Timing is Everything (Again)

By the late 1980s, we had moved our business and our families to Visalia, a town in the Central San Joaquin Valley of California. The work had long since diminished in San Luis Obispo to the point that our firm was already doing most of our work in the San Joaquin Valley. By that time, one of our main customers was Southern California Edison.

We were awarded a Southern California Edison project in a nearby town, which consisted of installing power conduit and vaults down the center of a wide street just east of downtown. The job lent itself to a high production approach; there was plenty of room to work and not much in the way.

I was speaking to one of my competitors before the job began, and he asked me: “Why don’t you grind the pavement on that job instead of sawcutting it?” I had never heard of this process, and had no idea who did the work. My competitor supplied me with the phone number of a company in that business from Los Angeles. I called the owner, and his price was the same as I had bid for the sawcutting, so I gave him the job.

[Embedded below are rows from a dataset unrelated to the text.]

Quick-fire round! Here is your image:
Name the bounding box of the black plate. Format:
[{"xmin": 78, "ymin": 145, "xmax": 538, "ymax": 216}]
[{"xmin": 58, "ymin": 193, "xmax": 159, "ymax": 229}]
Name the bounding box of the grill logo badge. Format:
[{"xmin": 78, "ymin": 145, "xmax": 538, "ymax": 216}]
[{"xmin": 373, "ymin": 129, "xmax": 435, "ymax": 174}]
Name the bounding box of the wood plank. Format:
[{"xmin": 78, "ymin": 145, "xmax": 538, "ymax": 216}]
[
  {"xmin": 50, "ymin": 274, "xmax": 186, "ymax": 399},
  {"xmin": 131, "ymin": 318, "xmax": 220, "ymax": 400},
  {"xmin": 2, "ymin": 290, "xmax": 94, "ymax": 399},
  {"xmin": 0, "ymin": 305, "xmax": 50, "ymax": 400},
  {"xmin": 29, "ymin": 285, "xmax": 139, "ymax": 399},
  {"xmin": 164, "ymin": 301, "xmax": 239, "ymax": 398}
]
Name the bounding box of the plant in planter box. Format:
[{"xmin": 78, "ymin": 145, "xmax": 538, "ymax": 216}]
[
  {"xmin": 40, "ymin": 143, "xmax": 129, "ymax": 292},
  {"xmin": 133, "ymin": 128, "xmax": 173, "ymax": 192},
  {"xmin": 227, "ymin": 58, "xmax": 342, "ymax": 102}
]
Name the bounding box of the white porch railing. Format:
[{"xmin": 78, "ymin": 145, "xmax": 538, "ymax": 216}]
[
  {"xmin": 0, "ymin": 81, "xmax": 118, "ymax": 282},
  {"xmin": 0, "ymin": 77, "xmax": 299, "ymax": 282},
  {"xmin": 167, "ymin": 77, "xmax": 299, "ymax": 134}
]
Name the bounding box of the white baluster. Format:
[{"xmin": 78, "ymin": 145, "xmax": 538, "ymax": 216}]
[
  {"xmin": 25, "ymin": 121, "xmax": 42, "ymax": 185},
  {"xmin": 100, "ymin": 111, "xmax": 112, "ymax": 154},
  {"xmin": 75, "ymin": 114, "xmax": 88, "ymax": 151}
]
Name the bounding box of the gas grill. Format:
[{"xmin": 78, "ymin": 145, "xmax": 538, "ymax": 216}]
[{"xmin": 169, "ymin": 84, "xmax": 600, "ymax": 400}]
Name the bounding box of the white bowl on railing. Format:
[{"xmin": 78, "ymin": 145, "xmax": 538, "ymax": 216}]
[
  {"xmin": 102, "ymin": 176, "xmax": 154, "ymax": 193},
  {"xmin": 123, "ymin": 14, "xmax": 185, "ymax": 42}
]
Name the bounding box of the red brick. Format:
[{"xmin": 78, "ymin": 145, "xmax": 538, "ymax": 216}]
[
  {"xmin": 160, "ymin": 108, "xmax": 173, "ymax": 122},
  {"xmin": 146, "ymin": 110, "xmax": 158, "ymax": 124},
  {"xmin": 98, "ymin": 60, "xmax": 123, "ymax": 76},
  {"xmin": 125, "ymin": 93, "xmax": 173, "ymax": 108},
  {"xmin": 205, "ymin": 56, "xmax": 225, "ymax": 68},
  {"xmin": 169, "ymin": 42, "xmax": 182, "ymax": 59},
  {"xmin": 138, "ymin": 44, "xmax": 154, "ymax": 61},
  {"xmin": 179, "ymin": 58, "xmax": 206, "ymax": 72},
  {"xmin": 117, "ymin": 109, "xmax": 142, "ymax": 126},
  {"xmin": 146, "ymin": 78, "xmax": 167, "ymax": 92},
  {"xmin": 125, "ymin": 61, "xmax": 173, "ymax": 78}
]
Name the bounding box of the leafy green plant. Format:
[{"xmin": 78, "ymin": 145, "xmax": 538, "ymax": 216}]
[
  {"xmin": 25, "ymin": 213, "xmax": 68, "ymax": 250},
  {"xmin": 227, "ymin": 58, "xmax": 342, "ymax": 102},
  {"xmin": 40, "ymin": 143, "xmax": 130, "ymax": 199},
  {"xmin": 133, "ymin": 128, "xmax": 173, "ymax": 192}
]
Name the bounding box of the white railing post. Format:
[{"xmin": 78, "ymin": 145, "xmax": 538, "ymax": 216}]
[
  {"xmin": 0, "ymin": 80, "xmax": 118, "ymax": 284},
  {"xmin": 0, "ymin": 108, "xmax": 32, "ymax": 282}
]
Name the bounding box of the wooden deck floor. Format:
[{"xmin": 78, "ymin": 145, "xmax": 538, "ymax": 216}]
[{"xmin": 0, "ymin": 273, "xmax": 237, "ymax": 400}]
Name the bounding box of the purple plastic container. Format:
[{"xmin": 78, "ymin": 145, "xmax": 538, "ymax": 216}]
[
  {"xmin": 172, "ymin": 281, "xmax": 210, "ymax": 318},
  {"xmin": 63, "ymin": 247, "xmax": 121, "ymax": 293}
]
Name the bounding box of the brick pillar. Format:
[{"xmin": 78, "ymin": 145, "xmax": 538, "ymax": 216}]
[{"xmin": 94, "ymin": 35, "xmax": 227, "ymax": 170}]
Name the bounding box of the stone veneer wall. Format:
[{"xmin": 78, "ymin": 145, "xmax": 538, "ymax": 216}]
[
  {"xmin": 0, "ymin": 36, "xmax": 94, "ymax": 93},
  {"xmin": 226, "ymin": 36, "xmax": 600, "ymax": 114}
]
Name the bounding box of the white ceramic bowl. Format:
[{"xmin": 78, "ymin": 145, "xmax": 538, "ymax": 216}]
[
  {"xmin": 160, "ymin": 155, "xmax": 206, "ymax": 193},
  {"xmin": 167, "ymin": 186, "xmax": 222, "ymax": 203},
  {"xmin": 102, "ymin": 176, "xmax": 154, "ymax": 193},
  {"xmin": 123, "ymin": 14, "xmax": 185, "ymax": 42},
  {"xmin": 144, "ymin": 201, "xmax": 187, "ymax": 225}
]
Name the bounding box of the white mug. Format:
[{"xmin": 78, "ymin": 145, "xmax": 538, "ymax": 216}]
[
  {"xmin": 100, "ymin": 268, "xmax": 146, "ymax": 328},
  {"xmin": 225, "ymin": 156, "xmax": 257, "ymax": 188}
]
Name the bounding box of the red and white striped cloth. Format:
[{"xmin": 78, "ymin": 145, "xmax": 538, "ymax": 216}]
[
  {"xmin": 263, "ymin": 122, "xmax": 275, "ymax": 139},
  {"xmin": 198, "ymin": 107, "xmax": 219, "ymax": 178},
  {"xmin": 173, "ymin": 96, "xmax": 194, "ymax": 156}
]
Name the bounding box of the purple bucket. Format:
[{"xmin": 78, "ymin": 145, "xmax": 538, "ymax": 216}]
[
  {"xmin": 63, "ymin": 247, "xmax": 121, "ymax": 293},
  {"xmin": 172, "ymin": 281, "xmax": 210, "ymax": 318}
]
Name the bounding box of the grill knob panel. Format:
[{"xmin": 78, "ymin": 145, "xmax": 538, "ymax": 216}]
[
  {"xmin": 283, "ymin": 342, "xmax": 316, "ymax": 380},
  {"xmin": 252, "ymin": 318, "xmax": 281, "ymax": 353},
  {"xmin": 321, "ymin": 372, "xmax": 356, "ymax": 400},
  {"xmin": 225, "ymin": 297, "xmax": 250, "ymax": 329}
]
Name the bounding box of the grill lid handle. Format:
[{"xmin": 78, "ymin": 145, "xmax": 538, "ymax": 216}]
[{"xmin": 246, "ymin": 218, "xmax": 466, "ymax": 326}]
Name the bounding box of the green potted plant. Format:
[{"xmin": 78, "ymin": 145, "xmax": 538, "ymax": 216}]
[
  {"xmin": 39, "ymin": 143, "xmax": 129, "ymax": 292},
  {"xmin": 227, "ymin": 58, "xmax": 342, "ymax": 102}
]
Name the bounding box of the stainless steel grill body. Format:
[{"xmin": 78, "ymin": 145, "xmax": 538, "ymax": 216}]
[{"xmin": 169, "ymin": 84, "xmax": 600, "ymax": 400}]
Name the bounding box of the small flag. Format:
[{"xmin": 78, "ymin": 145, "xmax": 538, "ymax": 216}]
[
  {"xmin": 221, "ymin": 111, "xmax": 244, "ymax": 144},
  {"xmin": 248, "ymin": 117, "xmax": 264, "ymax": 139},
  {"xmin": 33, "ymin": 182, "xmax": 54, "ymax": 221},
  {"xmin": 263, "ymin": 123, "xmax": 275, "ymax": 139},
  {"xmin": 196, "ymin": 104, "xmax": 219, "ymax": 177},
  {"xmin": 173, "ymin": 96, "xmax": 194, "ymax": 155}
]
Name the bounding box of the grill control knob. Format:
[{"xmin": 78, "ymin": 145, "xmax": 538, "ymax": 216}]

When that contractor came up and performed that job, which only took one day, we were stunned. Not only was grinding a ditch faster, but doing so changed the nature of how one went about the job, and reduced our costs on the job overall dramatically.

Within a couple of months, we had bought a similar but much more versatile and better machine to grind or mill pavement, which was made by a German company, Wirtgen. Soon, we were not only using that machine on our own jobs, but had

formed a small subsidiary company to do similar work for other contractors.

It quickly became evident to us that there was a lot more money to be made in the asphalt grinding business than the underground construction business. That business also offered the opportunity to work for a much more diversified group of companies than the few public utilities we had been working with over the previous decade.

Accordingly, we took all of the equipment we had been using for the prior business to an auction in San Bernardino, California and sold it, intending to do a 1031 exchange with the proceeds to purchase more asphalt grinding equipment.

By the time we took the equipment to the auction, I was already traveling around California bidding grinding work, so I was in Mill Valley when my brother called to tell me what occurred at the auction. I remember what he said on the phone exactly; “Well, do you want to hear the good news or the bad news?” I answered, “The good news.” “Well,” my brother recounted, “our iron went for a lot more money than we thought it would!” “What could be the bad news, then?” I countered. My brother was laughing, and he answered, “I lost track of Dad, and he spent all of the money on the other side of the auction, buying everything he thought we needed to grind!”

So, the die was cast. As it turned out, that was the best money we ever spent.